Indigenous Australian artist and activist

Jody Broun (born 1963) is an Indigenous Australian artist and activist with a long-standing career, most recently with her current position being Chief Executive Officer of the National Indigenous Australians Agency. She has completed a Diploma of Teaching, Bachelor of Education and a Masters in Philosophy. In 1998 she was awarded first prize in the Telstra National Aboriginal and Torres Strait Islander Art Award for her artwork "White Fellas Come To Talk Bout Land" and in 2005 Broun was awarded first place in the Canberra Art Prize for her artwork "Half-Time Game". Along with these major awards Broun has displayed many artworks in solo and group exhibitions, winning many other awards, and grants. Broun is a Yindjibarndi woman with family connection from the Pilbara region in North Western Australia, and is known for her dedication to Indigenous communities in Australia.

== Personal life ==

Jody Broun was born in Perth, Western Australia in 1963 and has since then moved around Australia for various positions relating to her career. Broun is a Yindjibarndi woman with family connection from the Pilbara region in North Western Australia. She has one sister, Michelle Broun, who is a sculpture artist.
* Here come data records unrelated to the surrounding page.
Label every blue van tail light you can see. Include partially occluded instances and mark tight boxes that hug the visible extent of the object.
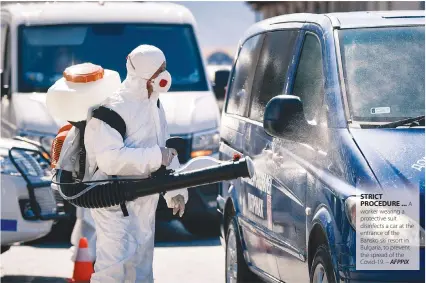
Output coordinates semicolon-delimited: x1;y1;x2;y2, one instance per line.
345;197;358;230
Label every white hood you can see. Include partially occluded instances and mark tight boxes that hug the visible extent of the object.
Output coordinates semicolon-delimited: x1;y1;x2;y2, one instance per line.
12;91;220;135
12;93;66;134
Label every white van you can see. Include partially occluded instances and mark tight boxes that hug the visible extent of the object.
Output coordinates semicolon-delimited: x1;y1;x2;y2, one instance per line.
0;138;66;253
1;2;220;237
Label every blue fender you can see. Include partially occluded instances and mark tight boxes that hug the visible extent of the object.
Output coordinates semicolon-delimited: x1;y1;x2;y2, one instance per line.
311;206;339;280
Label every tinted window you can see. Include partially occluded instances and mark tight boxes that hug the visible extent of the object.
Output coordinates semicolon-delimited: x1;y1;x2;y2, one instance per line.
339;26;425;122
18;23;208;92
293;34;324;122
0;22;7;70
226;35;263;116
250;30;297;121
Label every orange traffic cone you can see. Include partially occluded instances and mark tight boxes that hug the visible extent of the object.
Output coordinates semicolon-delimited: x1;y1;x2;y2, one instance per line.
68;237;95;283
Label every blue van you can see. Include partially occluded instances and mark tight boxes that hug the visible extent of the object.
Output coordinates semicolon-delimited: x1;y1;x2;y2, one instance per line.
217;11;425;283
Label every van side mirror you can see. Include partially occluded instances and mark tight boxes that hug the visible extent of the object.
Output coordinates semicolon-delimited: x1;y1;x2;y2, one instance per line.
213;70;230;100
263;95;314;141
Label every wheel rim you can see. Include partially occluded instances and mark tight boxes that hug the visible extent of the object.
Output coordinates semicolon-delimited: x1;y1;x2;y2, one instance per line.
226;230;238;283
312;263;328;283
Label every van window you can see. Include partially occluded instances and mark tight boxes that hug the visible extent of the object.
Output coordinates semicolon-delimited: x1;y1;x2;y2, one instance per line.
293;34;324;123
250;30;297;122
0;22;7;70
226;35;263;116
18;23;208;92
339;25;425;122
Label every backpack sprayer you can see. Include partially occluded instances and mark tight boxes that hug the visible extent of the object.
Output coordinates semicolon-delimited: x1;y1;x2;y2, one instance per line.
46;63;253;213
52;138;253;208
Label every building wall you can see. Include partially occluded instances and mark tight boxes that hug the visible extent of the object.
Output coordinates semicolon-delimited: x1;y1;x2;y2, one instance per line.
249;1;425;20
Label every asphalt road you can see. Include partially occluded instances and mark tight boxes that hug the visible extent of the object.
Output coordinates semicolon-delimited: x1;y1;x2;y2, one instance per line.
0;222;225;283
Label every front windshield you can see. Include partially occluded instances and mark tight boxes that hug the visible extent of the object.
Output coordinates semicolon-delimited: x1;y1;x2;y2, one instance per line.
339;26;425;122
18;24;208;92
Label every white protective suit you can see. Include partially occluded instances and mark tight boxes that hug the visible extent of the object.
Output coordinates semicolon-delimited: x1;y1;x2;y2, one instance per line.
85;45;188;283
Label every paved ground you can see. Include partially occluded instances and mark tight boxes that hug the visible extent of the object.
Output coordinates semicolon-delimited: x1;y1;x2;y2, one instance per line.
0;223;225;283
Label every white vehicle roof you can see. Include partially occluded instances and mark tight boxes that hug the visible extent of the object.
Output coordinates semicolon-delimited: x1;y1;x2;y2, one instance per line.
2;2;195;26
0;138;37;150
240;10;425;45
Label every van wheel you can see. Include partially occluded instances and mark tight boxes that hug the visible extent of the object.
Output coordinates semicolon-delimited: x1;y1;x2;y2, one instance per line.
225;217;260;283
310;245;336;283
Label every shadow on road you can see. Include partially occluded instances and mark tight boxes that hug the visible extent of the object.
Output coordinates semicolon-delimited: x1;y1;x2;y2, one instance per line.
1;275;67;283
155;220;220;247
21;220;220;250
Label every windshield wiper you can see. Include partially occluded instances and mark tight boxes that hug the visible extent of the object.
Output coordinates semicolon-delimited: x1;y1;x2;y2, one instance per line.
377;115;425;128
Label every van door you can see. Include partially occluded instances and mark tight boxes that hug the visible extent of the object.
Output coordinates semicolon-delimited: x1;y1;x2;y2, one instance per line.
244;29;298;278
1;14;16;137
217;34;263;231
269;28;327;283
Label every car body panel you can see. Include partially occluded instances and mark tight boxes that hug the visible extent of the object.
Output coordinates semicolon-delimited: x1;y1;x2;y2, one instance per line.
218;8;425;283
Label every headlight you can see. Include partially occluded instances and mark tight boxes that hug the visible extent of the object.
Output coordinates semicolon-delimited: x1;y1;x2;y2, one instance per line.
191;129;220;158
0;152;48;177
0;156;20;176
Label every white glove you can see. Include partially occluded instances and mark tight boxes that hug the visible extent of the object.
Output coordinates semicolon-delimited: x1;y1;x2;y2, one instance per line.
160;147;177;167
167;195;185;217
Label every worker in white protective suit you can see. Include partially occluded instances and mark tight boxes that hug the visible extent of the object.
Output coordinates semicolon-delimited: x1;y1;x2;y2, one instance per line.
85;45;188;283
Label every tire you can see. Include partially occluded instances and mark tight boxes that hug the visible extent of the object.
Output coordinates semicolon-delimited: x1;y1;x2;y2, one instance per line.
1;246;10;253
309;245;336;283
225;217;261;283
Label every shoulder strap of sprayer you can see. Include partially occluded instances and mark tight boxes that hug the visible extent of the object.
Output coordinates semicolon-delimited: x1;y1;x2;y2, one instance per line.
92;106;129;216
92;100;160;216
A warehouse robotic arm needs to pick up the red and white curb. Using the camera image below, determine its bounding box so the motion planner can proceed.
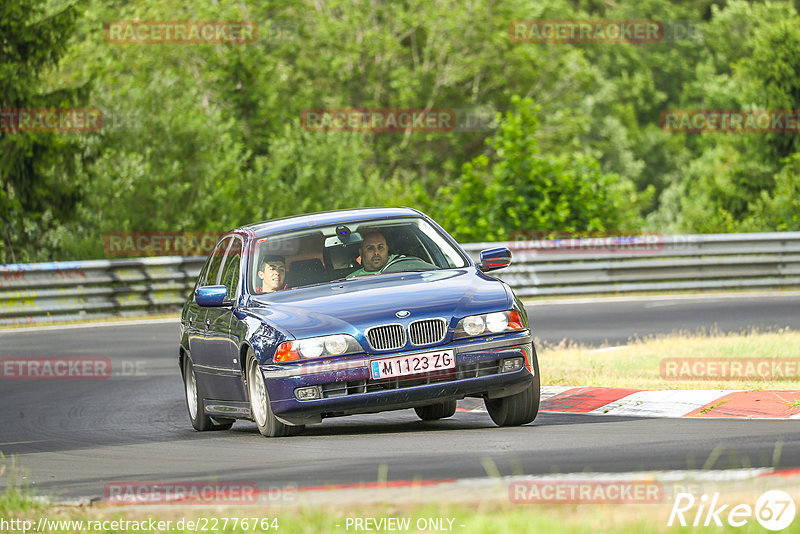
[459,386,800,419]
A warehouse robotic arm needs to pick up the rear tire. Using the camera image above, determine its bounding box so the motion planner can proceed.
[483,349,541,426]
[183,355,233,432]
[414,401,458,421]
[247,349,305,438]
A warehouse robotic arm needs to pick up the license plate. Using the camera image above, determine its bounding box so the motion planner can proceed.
[369,349,456,380]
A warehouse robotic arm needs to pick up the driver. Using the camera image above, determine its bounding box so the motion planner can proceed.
[255,256,288,293]
[348,230,436,278]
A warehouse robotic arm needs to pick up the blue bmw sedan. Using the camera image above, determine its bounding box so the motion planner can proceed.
[179,208,539,437]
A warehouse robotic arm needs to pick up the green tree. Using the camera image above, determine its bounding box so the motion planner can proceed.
[0,0,88,263]
[434,97,640,241]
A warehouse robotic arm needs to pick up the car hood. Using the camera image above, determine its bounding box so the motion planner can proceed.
[247,268,510,339]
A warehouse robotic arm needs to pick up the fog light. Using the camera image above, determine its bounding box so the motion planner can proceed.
[500,358,525,373]
[294,386,320,400]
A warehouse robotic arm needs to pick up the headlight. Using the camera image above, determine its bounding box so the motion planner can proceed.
[453,310,525,339]
[461,315,486,336]
[274,334,363,362]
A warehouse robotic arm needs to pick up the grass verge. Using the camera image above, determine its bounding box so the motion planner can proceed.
[539,330,800,390]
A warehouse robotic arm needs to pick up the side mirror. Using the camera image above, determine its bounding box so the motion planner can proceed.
[478,248,511,273]
[194,286,228,308]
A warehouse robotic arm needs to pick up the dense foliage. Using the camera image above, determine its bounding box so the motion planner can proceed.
[0,0,800,263]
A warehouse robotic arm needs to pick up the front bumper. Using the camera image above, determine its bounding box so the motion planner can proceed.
[261,332,536,424]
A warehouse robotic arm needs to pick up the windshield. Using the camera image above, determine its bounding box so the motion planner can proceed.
[248,217,469,294]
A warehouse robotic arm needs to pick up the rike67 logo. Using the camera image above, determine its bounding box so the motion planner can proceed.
[667,490,796,531]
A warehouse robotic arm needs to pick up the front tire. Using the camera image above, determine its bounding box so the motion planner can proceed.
[183,355,233,432]
[247,350,305,438]
[483,349,541,426]
[414,401,458,421]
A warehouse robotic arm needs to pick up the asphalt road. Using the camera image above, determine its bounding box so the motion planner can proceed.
[0,295,800,498]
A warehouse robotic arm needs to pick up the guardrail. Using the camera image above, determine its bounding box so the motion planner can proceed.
[0,232,800,325]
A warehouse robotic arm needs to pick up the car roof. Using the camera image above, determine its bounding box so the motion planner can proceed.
[237,207,423,236]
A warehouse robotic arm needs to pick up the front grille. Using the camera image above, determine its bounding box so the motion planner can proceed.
[322,360,500,399]
[408,319,447,345]
[367,324,406,350]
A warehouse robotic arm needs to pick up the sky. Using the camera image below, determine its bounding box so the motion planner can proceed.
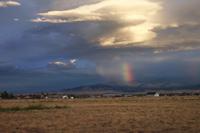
[0,0,200,91]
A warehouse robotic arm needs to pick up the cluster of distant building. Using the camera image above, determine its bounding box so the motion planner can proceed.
[0,91,200,99]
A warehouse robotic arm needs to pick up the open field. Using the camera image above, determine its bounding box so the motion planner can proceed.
[0,96,200,133]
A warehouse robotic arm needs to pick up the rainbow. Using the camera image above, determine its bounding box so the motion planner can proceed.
[122,63,135,84]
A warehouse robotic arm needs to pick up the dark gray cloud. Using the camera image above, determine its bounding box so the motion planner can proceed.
[0,0,200,90]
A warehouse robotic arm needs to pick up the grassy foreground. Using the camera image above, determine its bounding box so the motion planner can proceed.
[0,96,200,133]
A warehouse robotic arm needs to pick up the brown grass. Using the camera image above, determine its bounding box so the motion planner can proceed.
[0,97,200,133]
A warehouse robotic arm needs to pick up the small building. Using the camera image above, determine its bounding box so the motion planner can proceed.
[154,92,160,97]
[70,96,74,99]
[62,95,69,99]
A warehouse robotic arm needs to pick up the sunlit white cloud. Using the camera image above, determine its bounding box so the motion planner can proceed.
[32,0,161,45]
[0,1,21,7]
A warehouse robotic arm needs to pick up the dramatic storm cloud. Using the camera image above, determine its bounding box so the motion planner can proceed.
[0,0,200,90]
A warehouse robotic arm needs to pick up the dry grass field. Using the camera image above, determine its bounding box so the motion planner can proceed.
[0,96,200,133]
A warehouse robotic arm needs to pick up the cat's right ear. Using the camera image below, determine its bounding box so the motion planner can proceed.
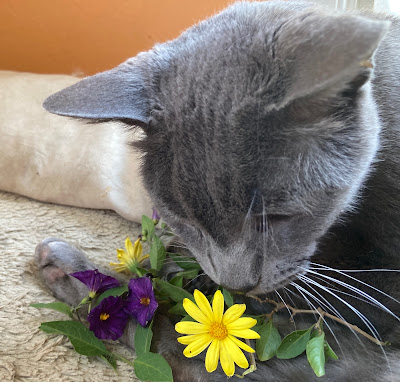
[43,53,150,124]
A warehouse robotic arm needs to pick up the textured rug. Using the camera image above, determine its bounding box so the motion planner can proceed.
[0,192,139,382]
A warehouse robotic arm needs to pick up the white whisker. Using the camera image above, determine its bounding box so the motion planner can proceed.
[310,263,400,304]
[291,282,343,354]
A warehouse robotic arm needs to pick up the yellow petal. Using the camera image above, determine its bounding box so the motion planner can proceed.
[125,237,133,257]
[228,334,254,353]
[228,329,260,340]
[222,304,246,325]
[183,334,212,358]
[175,321,209,334]
[183,298,211,325]
[224,338,249,369]
[227,317,257,330]
[138,254,150,263]
[219,341,235,377]
[193,289,214,321]
[177,334,208,345]
[213,290,224,322]
[206,340,220,373]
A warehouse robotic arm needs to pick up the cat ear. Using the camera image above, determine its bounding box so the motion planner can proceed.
[275,12,390,108]
[43,54,150,124]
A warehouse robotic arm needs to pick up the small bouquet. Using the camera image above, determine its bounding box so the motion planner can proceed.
[32,212,386,382]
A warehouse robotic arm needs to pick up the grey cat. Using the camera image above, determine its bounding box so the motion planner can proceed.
[37,1,400,382]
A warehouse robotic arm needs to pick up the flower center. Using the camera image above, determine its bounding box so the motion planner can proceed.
[210,322,228,340]
[140,297,150,305]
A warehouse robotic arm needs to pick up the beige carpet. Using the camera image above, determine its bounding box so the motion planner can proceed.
[0,192,138,382]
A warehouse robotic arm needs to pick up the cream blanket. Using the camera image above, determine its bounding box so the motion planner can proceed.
[0,192,139,382]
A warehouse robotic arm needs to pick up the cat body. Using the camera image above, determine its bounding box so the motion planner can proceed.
[21,1,400,381]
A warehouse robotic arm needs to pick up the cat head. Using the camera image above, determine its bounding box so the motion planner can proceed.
[44,1,389,293]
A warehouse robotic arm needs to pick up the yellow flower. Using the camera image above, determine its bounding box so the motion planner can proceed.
[110,237,149,273]
[175,289,260,377]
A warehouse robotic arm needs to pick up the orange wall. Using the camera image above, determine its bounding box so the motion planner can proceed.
[0,0,241,75]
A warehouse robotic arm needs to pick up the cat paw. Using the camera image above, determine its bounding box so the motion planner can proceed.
[35,237,95,306]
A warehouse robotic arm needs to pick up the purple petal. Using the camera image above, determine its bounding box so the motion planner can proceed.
[151,208,160,221]
[128,277,154,299]
[70,269,120,294]
[88,296,129,340]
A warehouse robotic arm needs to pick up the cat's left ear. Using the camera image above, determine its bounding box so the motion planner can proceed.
[274,11,390,108]
[43,53,150,124]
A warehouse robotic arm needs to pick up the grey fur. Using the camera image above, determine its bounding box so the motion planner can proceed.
[40,1,400,381]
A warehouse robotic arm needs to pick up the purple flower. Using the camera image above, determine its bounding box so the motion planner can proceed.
[87,296,129,341]
[125,277,158,326]
[70,269,120,298]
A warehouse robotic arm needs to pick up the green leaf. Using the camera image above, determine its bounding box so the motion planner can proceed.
[306,332,325,377]
[276,326,314,359]
[168,302,187,316]
[154,279,194,302]
[142,215,155,242]
[168,252,201,271]
[222,288,233,308]
[100,353,117,371]
[40,321,110,356]
[134,353,173,382]
[169,276,183,288]
[135,321,153,356]
[95,285,129,306]
[256,319,281,361]
[30,302,72,318]
[150,235,166,271]
[324,340,339,361]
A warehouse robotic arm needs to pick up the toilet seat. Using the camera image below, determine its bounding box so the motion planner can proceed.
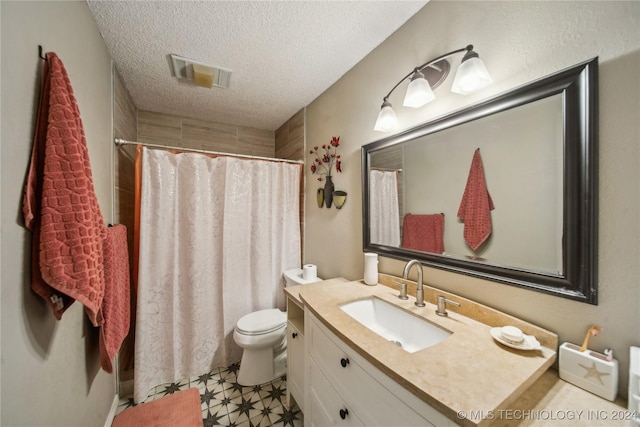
[236,308,287,335]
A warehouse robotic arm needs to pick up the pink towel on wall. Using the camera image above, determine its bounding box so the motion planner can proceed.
[458,148,494,251]
[100,225,130,373]
[402,214,444,254]
[23,52,107,326]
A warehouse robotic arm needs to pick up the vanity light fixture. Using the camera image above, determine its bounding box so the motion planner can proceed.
[374,45,493,132]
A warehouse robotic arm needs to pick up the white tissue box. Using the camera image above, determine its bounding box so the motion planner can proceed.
[559,342,618,400]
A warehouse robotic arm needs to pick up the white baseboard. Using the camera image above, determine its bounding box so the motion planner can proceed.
[104,394,120,427]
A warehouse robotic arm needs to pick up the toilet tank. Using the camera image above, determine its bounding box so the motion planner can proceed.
[284,264,322,286]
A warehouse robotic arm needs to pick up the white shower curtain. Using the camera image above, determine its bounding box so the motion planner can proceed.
[134,149,300,402]
[369,170,400,246]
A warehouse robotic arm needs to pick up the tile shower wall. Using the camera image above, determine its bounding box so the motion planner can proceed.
[138,110,276,157]
[113,70,138,386]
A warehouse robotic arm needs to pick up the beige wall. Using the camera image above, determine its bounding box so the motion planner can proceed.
[305,1,640,395]
[0,1,115,426]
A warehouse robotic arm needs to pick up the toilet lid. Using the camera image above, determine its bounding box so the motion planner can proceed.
[236,308,287,334]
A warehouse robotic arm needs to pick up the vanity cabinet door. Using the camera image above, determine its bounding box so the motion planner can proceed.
[287,322,304,408]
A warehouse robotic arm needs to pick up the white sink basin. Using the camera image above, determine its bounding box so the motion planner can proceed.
[340,297,451,353]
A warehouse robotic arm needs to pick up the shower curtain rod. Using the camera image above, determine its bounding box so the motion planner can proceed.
[371,168,402,173]
[114,138,304,164]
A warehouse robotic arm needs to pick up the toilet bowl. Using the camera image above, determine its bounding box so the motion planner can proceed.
[233,268,322,386]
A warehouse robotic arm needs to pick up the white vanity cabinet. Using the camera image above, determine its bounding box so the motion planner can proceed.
[304,310,455,427]
[287,297,305,409]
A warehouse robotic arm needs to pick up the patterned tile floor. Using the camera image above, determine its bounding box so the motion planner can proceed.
[117,363,303,427]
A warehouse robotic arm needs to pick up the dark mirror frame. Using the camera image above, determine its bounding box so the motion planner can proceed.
[361,57,598,304]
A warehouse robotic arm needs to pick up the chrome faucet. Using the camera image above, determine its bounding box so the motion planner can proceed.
[402,259,424,307]
[436,295,460,317]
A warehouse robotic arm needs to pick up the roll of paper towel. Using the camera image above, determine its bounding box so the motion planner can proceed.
[302,264,318,280]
Jody Broun's mother was part of the Stolen Generation and as a child was taken from her family and forced to live on a mission. Her mother was unable to meet her family again until she was an adult. Due to this, when Jody Broun was a child she had strong ties to her traditional country and family. Broun's love for country was instilled from a young age where she learnt the stories of her people and visited her traditional Pilbara land regularly. She established a closeness with both her relatives and her native land. The closeness between Broun, the people and the traditional land has had a large influence on her artworks, with may of her paintings reflecting the Pilbara scenery. This influence is demonstrated in her artworks through the use of rich colours, shapes and vast landscapes.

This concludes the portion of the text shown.